Bamako, 14 août (AMAP) « La fête de Tabaski ? Patissakana ! » (Partie sanglante). Puis Djakaridia Guindo se laisse choir dans une chaise. Près de lui, deux autres marchands : Doursi Barry de Siaramou (Cercle de Djiré) qui a écoulé 40 moutons sur 43, et Binké qui a écoulé 5 sur 11. Il est 10 heures au marché à bétail de Lafiabougou Kôda, en Commune IV du district de Bamako, mercredi.
Si la fête est derrière nous, le marché en garde encore les traces, mais aussi et surtout les amertumes : Des peaux de moutons jonchant les sols, des feuilles fourragères abandonnées au bord de la route ou encore des moutons invendus mangeant tranquillement dans des bacs, sous l’œil attentif de marchands angoissés. Après la fête, les mécomptes ? Certainement, pour certains marchands d’autant plus que l’équation des moutons invendus se pose.
« Il y a des gens qui vont perdre leur travail à cause des invendus, car il faut nourrir ces animaux, les soigner, alors que le prix de l’aliment bétail et les soins sont très chers, c’est ça le problème », explique Bara Diallo, président de la Coopérative des revendeurs de bétail de moutons du marché de Lafiabougou Kôda. « Il faut que l’Etat comprenne que le prix de l’aliment bétail, du transport, se répercutent directement sur le prix de vente du mouton. Tant qu’ils n’ont pas résolu cette équation, on revivra les mêmes difficultés », ajoute son secrétaire général Daouda Traoré. « Nous avons demandé la subvention de l’aliment bétail, ça ne se réalise toujours pas, nous avons l’impression de ne pas être entendus », ajoute M. Traoré.

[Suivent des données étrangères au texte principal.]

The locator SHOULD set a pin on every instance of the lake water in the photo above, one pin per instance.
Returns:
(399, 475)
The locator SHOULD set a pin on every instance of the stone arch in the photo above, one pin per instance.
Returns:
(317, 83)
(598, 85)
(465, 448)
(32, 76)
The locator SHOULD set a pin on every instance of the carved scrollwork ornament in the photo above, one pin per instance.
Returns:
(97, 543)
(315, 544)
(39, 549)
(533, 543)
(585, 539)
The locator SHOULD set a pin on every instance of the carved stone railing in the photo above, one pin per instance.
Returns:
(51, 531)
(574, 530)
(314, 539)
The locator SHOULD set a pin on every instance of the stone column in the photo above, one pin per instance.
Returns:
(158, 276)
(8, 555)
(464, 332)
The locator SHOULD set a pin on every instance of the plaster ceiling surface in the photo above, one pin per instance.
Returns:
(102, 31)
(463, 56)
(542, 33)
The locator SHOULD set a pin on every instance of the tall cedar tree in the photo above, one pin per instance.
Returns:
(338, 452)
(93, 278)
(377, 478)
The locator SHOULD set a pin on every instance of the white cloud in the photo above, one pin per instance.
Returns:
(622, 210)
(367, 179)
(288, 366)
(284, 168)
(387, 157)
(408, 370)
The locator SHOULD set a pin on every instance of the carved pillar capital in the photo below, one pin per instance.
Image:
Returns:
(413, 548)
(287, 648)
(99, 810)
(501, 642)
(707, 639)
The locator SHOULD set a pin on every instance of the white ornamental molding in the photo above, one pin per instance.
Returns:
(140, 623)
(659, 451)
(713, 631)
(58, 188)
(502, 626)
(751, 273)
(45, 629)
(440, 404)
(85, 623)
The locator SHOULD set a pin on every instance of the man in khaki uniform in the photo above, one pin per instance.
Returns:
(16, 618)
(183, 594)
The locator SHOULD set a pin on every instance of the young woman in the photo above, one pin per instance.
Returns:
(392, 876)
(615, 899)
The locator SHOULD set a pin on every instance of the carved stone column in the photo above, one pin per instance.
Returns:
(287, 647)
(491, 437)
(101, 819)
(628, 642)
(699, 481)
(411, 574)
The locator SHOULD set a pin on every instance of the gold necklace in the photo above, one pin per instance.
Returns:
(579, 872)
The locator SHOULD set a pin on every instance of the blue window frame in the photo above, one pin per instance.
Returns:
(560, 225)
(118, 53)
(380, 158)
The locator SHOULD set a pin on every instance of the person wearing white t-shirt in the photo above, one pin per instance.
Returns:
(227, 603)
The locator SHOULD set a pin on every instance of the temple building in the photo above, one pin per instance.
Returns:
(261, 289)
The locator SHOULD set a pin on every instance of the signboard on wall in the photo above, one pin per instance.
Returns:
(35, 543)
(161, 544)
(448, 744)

Les invendus pour certains marchands sont les conséquences directes de la gourmandise de certains revendeurs de moutons. Djakaridia Guindo partage cet avis. « J’ai un frère qui a refusé de vendre un bélier à 200.000 fcfa, mais au lendemain de la fête, il a du le bazarder à un taximan à 125.000, car il ne pouvait le nourrir, l’entretenir et payer le transport retour au village », a-t-il expliqué. « A cause de l’insécurité et de ses conséquences sur les prix, développe-t-il, peu de personnes s’attendait à une telle profusion de mouton sur le marché, du coup beaucoup de marchands ont été pris au piège », a déploré Djakaridia. Il doit son salut à la sagesse de son frère. « Il m’a expliqué que mes moutons n’avaient pas la grande forme qu’il fallait attendre la fête de l’année prochaine pour les envoyer sur le marché bamakois. Je n’ai pas insisté, je les ai laissés au village et me suis concentré sur le business des peaux de moutons », a-t-il dit, certain d’avoir échappé à la catastrophe, en suivant le conseil de son frère.
Djakaridia s’est donc rabattu sur les sous produits d’abattage comme la peau, grâce à laquelle il fait une bonne affaire. « Je les achète à 200 Fcfa et les revend à l’usine à 400, pour l’instant j’ai pu revendre 600 peaux alors que l’année dernière, à pareil moment, j’étais à 1200. Cela prouve qu’il y a eu moins de moutons abattus cette année », a-t-il commenté.
Pour Brouama Keïta, le secret de la vente réside dans la sagesse. « De nombreux marchands croyaient fermement à une insuffisance de mouton et ont donc entretenu des prix démesurés. Ils se sont retrouvés avec des moutons invendus en grand nombre ». « Moi, je n’espérais pas faire un de grand bénéfice. Si j’ai 5000 Fcfa de bénefice, je prends. C’est ainsi que j’ai pu écouler plus de 90 têtes à moi seul », se réjouit Brouama Kéita de Dramanebougou (Sébénicoro).
Au marché à bétail de Hamdallaye ACI, près du cimetière, un groupe de marchands mauritaniens se plaignent aussi de la mévente. « Nous avons mis plus de 500.000 Fcfa dans le transport du bétail dont seulement la moitié a été achetée », se désole Hama, la tete enturbannée. Il va devoir rentrer au pays pour revenir dans deux mois avec l’espoir que son compatriote aura vendu ses animaux qui lui rrstent sur les bras.